09.29.2011 0

Liberal extremities

By David Bozeman — The prevailing notion — and conservatives fall for it, too — is that on one side of the ideological spectrum, you’ll find liberalism, on the direct opposite, conservatism, and directly in the middle is the mainstream of American thought. On the contrary, there is but one extreme in American thought, and that is liberalism.

Recently, a caller to a radio talk show opined that all effective leaders govern from the center. Liberals and conservatives both rouse their bases, lending a pep talk when needed, but even President Obama knows that leadership requires maneuvering from the middle. The caller’s ultimate model, however, was Bill Clinton.

The caller is correct — President Clinton recovered after his party was crushed in the 1994 mid-terms, and he took a giant step to the center (some would argue that he was dragged). Late in his presidency he even boldly declared that the era of big government was over. President Clinton, whether he believed his own words or not, saw the writing on the wall. Republicans, on the other hand, who cling to the center, including John McCain, Bob Dole, both Presidents Bush and numerous others, ultimately banish the GOP to the minority column. Funny how that works.
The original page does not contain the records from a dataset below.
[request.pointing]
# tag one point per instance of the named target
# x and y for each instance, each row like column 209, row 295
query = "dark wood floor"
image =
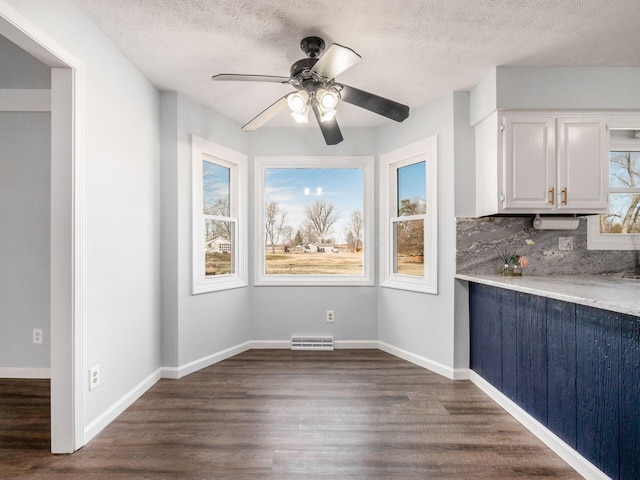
column 276, row 414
Whenever liberalism appears victorious, as in 2008, the likes of James Carville inform us that Republicans should prepare for at least 40 years in the political wilderness. With the ascendency of the Tea Party and the 2010 mid-terms, predictably, came word that sides and labels don’t matter, after all. A new group, No Labels, was founded upon that dreary, uninspiring notion and has excited about as many Americans as the Oprah Winfrey Network.
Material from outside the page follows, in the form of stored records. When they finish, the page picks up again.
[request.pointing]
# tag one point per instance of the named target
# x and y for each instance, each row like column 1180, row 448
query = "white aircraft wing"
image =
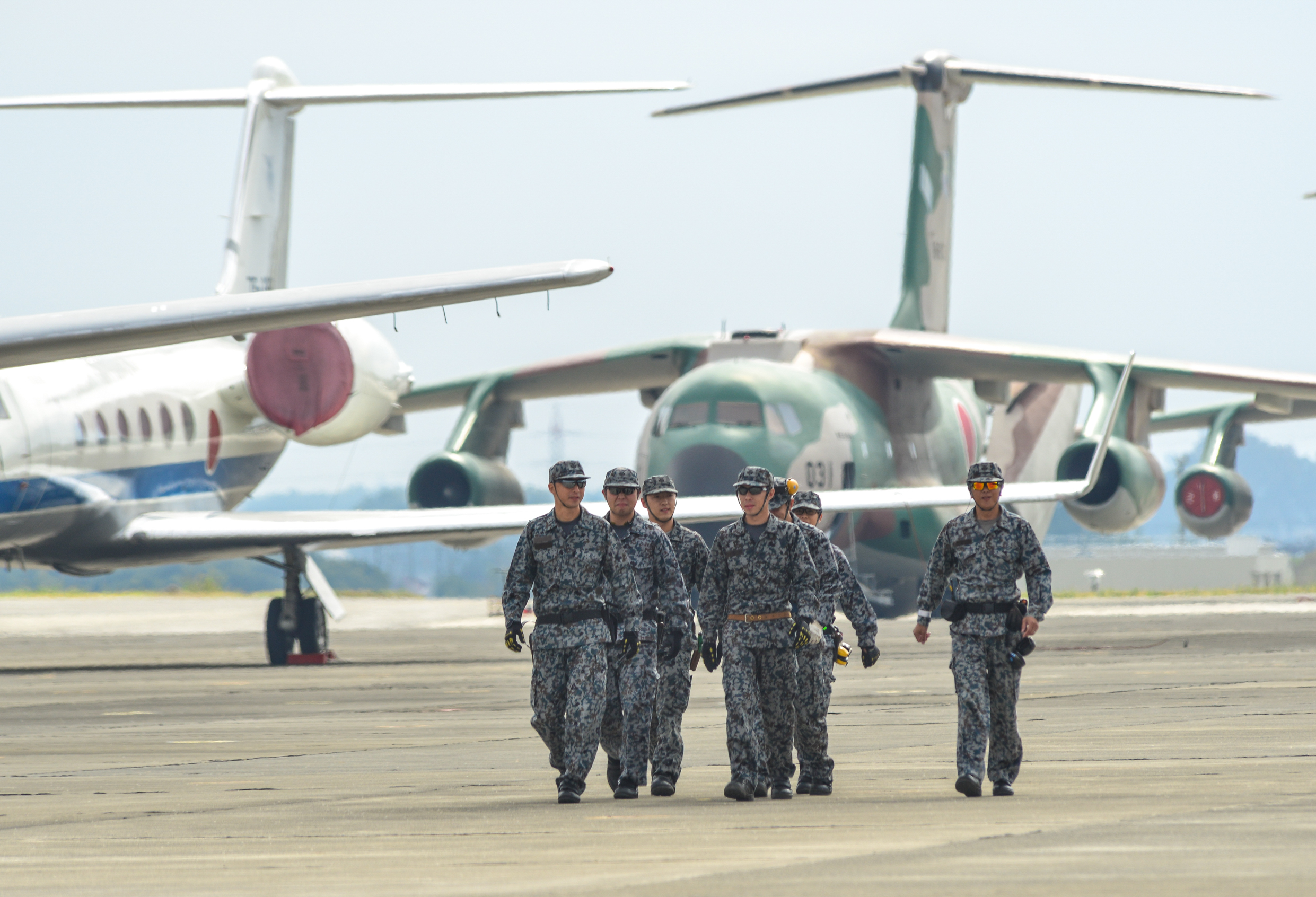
column 75, row 335
column 219, row 534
So, eschewing sides usually means that one side, liberalism, is losing. Therefore, if my side is bad, then both sides are bad, so let’s call it a draw. An interviewee on a recent CNN feature on job creation noted that the relevant argument of the day is not small government versus big government but rather SMART government. A vague concept, one that could conceivably work. On the other hand, does the free market demand more streamlined and efficient statism? Are we talking principle here or degree?

Typically, liberalism does well diluting itself and adopting the protective coloration of mainstream thought. According to a recent Gallup poll, 41 percent of respondents identify themselves as conservative, compared to just 21 percent liberal. Granted, poll numbers and trends remain fickle barometers of public thought, but it is liberalism that has been butting heads with the mainstream for at least 40 years.

Even conceding proper stances on civil rights, worker and child protection, etc., liberalism has been seeking to right America, not through our own corrective principles outlined in the Constitution and other founding documents, but through “transformation” and building “new foundations.”

In April 2009, President Obama delivered what is now known as his “New Foundation” address at George Washington University. Transformation has been a dominant theme of his political life, and he said that we need to become a nation where we “save and invest, where we consume less at home and send more exports abroad.” Consume less? What are you willing to give up, Mr. President? Recently, in his insistence on higher taxes on the rich, he declared, “at a certain point, you made enough money.”

Conservatives are far less likely to impose limits on earning and consumption, but liberals recoil, like a vampire from a cross, from the crass, consumption-based lifestyles of ordinary Americans. Liberals have battled Wal-Mart, SUVs, flush toilets, light bulbs, oil exploration in the most God-forsaken outreaches of the country, Happy Meals, Oreos, federal recognition of the Boy Scouts, etc. A few nutjobs on the right notwithstanding, liberals will state, with even more conviction in their unguarded moments, their extreme views (such as candidate Obama’s opinion of Americans clinging to guns and religion) and goals for social transformation (raise your hand if you’ve ever been told that communist Cuba has a superior health care system).

Conservatives and Tea Partiers are rallying for fiscal sanity and Constitutional government. Radical stuff. While those principles are open to debate and discussion, they do not qualify as extreme. The predominantly liberal political-media culture tends to marginalize thought it doesn’t like.

Americans may not always vote conservative, but it doesn’t take an ideological litmus test to locate the nether regions of political thought. Common sense and everyday values will do. Whenever such all-American ideals as success and a fully-stacked pantry are stigmatized, we all know it is liberals wagging their fingers.

David Bozeman, former Libertarian Party Chairman, is a Liberty Features Syndicated writer.